Atos and OVHcloud have announced a strategic partnership to ‘create a trusted, 100% European cloud solution’ – in another sign of Europe-based vendors looking to stronger data sovereignty and security.
The two companies, who both signed up to an initiative last week to make data centres in Europe climate neutral by 2030, will offer a ‘market-leading multi-cloud solution.’
This will involve combining OVHcloud’s expertise in cloud solutions based on sovereign infrastructures with Atos OneCloud. The latter is a ‘one stop shop’ for clients, involving consulting, application transformation, and prebuilt cloud accelerators.
As such, Atos will offer cybersecurity solutions hosted by OVHcloud to enhance digital security. This includes on-demand ANSSI qualified encryption services and anonymisation management, and secured gateways to access local remote infrastructures and applications.

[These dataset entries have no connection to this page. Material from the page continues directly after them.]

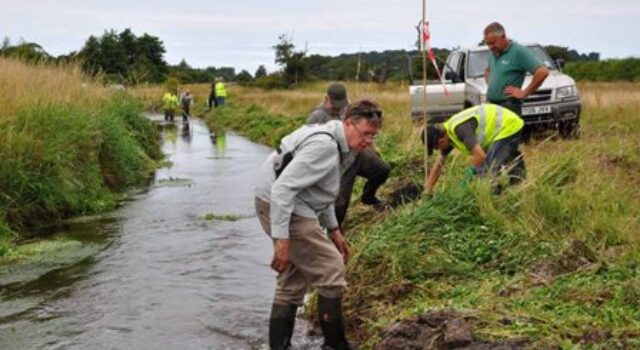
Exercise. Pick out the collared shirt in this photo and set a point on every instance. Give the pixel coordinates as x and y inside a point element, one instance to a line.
<point>309,185</point>
<point>509,69</point>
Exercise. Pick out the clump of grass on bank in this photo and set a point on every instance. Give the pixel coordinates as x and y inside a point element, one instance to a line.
<point>67,145</point>
<point>510,262</point>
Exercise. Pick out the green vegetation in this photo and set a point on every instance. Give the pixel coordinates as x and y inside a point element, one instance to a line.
<point>555,259</point>
<point>224,217</point>
<point>626,69</point>
<point>68,146</point>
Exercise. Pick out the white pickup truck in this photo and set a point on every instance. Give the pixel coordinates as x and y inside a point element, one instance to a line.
<point>556,104</point>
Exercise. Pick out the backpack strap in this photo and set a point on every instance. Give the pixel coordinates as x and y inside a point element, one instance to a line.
<point>288,156</point>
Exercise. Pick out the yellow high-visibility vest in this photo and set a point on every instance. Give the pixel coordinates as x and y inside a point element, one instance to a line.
<point>494,123</point>
<point>221,90</point>
<point>169,101</point>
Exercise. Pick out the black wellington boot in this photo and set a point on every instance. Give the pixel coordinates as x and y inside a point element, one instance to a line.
<point>330,316</point>
<point>281,322</point>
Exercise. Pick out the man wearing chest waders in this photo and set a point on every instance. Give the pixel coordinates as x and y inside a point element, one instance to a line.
<point>294,199</point>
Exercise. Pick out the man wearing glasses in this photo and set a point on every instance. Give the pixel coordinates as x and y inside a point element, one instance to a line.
<point>294,198</point>
<point>366,163</point>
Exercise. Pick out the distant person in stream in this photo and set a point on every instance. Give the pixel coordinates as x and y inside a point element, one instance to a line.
<point>169,105</point>
<point>367,163</point>
<point>508,66</point>
<point>295,195</point>
<point>186,100</point>
<point>221,92</point>
<point>213,103</point>
<point>489,133</point>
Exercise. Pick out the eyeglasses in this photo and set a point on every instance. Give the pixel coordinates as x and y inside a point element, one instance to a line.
<point>370,136</point>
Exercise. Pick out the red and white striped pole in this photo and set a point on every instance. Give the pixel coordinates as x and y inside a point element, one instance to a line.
<point>423,40</point>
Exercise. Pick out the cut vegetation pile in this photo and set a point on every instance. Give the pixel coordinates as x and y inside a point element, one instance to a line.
<point>67,146</point>
<point>553,262</point>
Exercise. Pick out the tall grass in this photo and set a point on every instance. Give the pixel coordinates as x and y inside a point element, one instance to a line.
<point>469,250</point>
<point>67,144</point>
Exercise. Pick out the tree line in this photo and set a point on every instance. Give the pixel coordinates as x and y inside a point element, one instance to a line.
<point>129,59</point>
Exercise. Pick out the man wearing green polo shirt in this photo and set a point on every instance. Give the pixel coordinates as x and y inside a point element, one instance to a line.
<point>489,133</point>
<point>508,66</point>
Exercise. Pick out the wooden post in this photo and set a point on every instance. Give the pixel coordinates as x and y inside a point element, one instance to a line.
<point>424,91</point>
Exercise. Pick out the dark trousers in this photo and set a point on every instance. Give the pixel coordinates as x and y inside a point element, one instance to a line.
<point>185,112</point>
<point>505,152</point>
<point>369,165</point>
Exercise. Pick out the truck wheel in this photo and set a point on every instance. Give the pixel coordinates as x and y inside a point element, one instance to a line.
<point>569,129</point>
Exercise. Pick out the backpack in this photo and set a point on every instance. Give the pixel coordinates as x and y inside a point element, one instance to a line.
<point>287,157</point>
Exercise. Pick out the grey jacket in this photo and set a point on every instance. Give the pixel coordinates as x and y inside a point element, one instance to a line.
<point>309,185</point>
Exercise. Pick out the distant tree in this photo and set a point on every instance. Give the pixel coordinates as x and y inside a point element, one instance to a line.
<point>293,62</point>
<point>260,72</point>
<point>28,52</point>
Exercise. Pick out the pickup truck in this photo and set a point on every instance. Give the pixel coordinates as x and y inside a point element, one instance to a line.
<point>556,104</point>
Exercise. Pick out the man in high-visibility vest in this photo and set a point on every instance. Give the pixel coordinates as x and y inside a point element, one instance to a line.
<point>221,92</point>
<point>489,133</point>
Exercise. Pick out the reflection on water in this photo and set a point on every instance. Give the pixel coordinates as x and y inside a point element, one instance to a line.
<point>162,277</point>
<point>220,142</point>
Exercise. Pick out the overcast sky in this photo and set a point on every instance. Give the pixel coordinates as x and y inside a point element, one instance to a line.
<point>241,33</point>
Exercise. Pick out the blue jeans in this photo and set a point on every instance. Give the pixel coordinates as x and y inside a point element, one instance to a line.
<point>505,152</point>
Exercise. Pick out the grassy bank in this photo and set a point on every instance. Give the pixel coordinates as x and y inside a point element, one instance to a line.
<point>556,259</point>
<point>68,147</point>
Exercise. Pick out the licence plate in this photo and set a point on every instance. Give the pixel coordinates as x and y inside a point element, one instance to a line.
<point>536,110</point>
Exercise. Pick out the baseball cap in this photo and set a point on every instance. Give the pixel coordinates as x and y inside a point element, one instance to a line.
<point>338,95</point>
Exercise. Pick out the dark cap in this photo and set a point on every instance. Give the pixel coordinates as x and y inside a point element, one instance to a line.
<point>434,133</point>
<point>338,95</point>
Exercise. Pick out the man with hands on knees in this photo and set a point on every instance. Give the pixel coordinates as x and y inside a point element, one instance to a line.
<point>489,133</point>
<point>294,199</point>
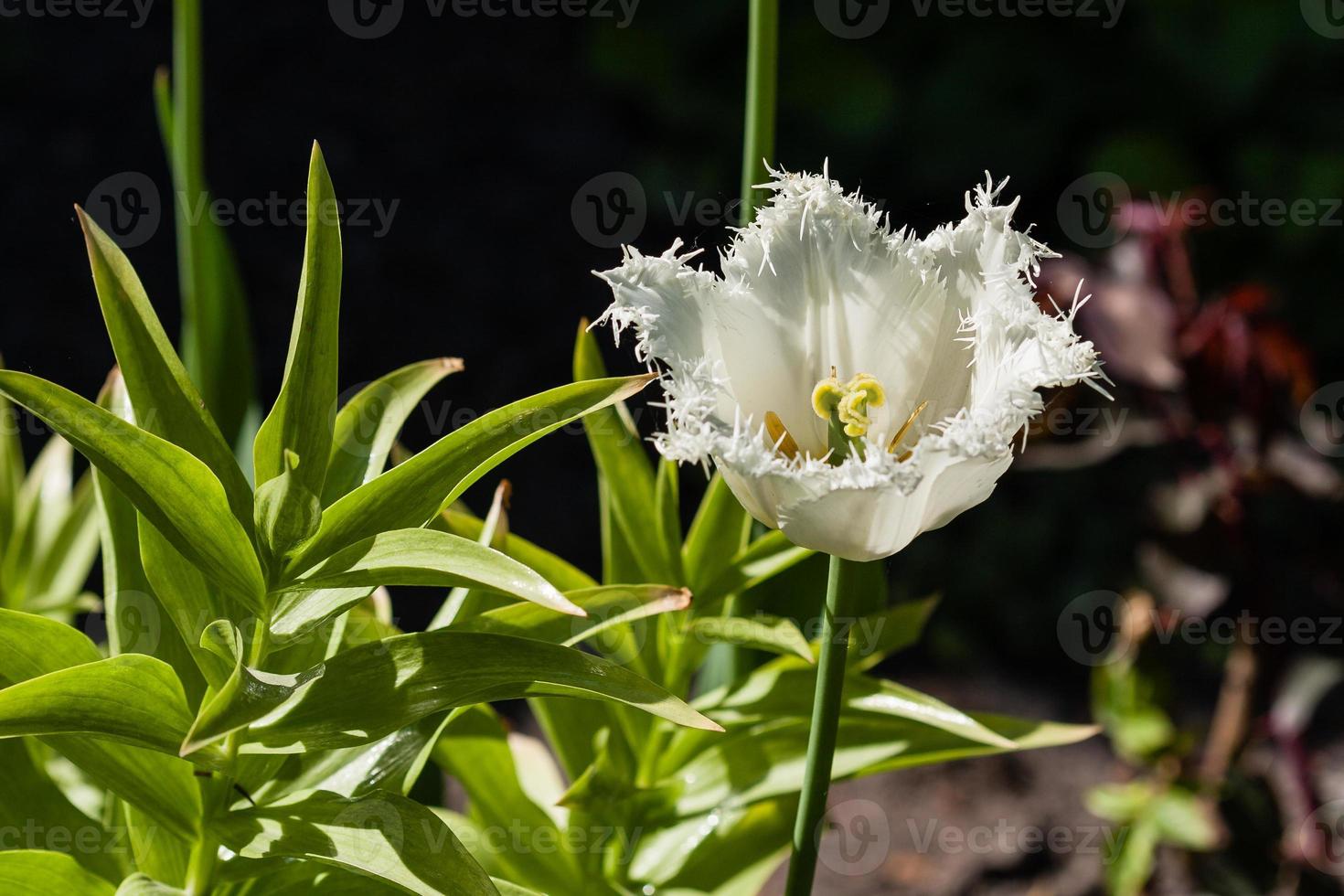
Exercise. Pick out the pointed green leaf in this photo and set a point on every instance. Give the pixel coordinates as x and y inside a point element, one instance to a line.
<point>411,493</point>
<point>875,638</point>
<point>11,469</point>
<point>162,786</point>
<point>26,792</point>
<point>286,512</point>
<point>303,417</point>
<point>760,632</point>
<point>718,534</point>
<point>132,699</point>
<point>136,618</point>
<point>145,885</point>
<point>382,836</point>
<point>35,872</point>
<point>165,400</point>
<point>368,426</point>
<point>175,491</point>
<point>555,570</point>
<point>606,606</point>
<point>765,761</point>
<point>766,558</point>
<point>366,693</point>
<point>476,752</point>
<point>409,558</point>
<point>624,466</point>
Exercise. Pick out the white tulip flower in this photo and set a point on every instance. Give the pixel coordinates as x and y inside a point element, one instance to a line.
<point>857,386</point>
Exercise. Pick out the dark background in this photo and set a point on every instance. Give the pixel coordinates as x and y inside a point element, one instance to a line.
<point>484,131</point>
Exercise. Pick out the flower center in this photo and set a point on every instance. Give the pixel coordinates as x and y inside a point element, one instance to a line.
<point>844,406</point>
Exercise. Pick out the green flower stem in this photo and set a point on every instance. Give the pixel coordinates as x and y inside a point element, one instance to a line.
<point>217,792</point>
<point>190,175</point>
<point>763,76</point>
<point>826,720</point>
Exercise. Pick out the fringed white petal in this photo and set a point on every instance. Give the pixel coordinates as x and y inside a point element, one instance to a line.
<point>817,281</point>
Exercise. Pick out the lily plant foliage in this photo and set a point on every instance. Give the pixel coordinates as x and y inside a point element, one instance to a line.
<point>857,386</point>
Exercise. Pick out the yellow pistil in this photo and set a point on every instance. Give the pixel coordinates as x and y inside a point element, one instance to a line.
<point>905,427</point>
<point>780,435</point>
<point>844,406</point>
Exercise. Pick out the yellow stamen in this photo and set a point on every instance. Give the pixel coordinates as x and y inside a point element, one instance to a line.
<point>848,402</point>
<point>780,435</point>
<point>905,427</point>
<point>826,397</point>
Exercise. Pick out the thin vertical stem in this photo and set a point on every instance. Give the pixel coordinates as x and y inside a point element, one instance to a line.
<point>188,176</point>
<point>763,76</point>
<point>837,623</point>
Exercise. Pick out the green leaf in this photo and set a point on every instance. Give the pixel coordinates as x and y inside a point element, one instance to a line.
<point>606,606</point>
<point>366,693</point>
<point>162,786</point>
<point>765,761</point>
<point>35,872</point>
<point>157,850</point>
<point>165,398</point>
<point>40,509</point>
<point>784,688</point>
<point>735,859</point>
<point>169,486</point>
<point>286,512</point>
<point>382,836</point>
<point>624,466</point>
<point>302,420</point>
<point>187,598</point>
<point>668,507</point>
<point>875,638</point>
<point>461,602</point>
<point>761,632</point>
<point>132,699</point>
<point>766,558</point>
<point>413,493</point>
<point>134,617</point>
<point>368,426</point>
<point>27,793</point>
<point>408,558</point>
<point>62,566</point>
<point>145,885</point>
<point>718,534</point>
<point>11,470</point>
<point>475,752</point>
<point>555,570</point>
<point>215,334</point>
<point>392,763</point>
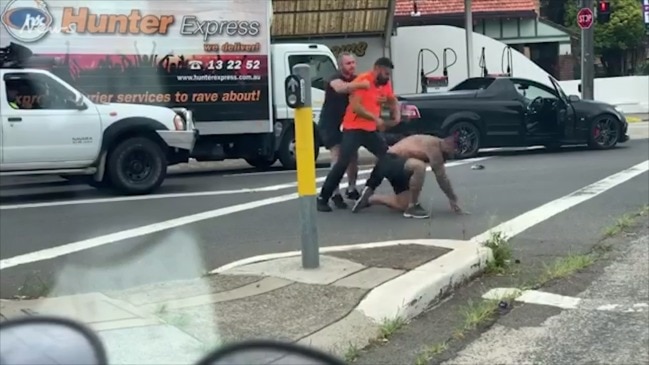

The partnership ‘confirms the shared ambitions of Atos and OVHcloud for data protection and privacy… building on their common commitment to create a unique, end-to-end, trusted and sovereign cloud environment, from infrastructure to applications and industry data spaces.’
“The acceleration of digital transformation across public and private sector industries has been significant, and we are delighted to collaborate with Atos to build common cloud solutions responding to their specific needs,” said Michel Paulin, CEO of OVHcloud in a statement. “Atos expertise and technological excellence, combined with OVHcloud’s powerful ecosystem, sovereign infrastructures and cutting edge multi-cloud products will bring a real added value to the market.”
This is by no means OVHcloud’s first foray into such a partnership. November saw a collaboration with Google Cloud for a European ‘trusted cloud solution’, while a partnership with Deutsche Telekom was announced in September. The latter involved Gaia-X, a collaboration between the European Commission, Germany and France.
Earlier this month, John Dinsdale, a chief analyst at Synergy Research Group, warned that while Gaia-X among other initiatives were ‘laudable’, European cloud market share had declined since 2017. Dinsdale said efforts from European cloud providers to wrest market share from US-based hyperscalers is ‘like King Canute attempting to stop an incoming tide.’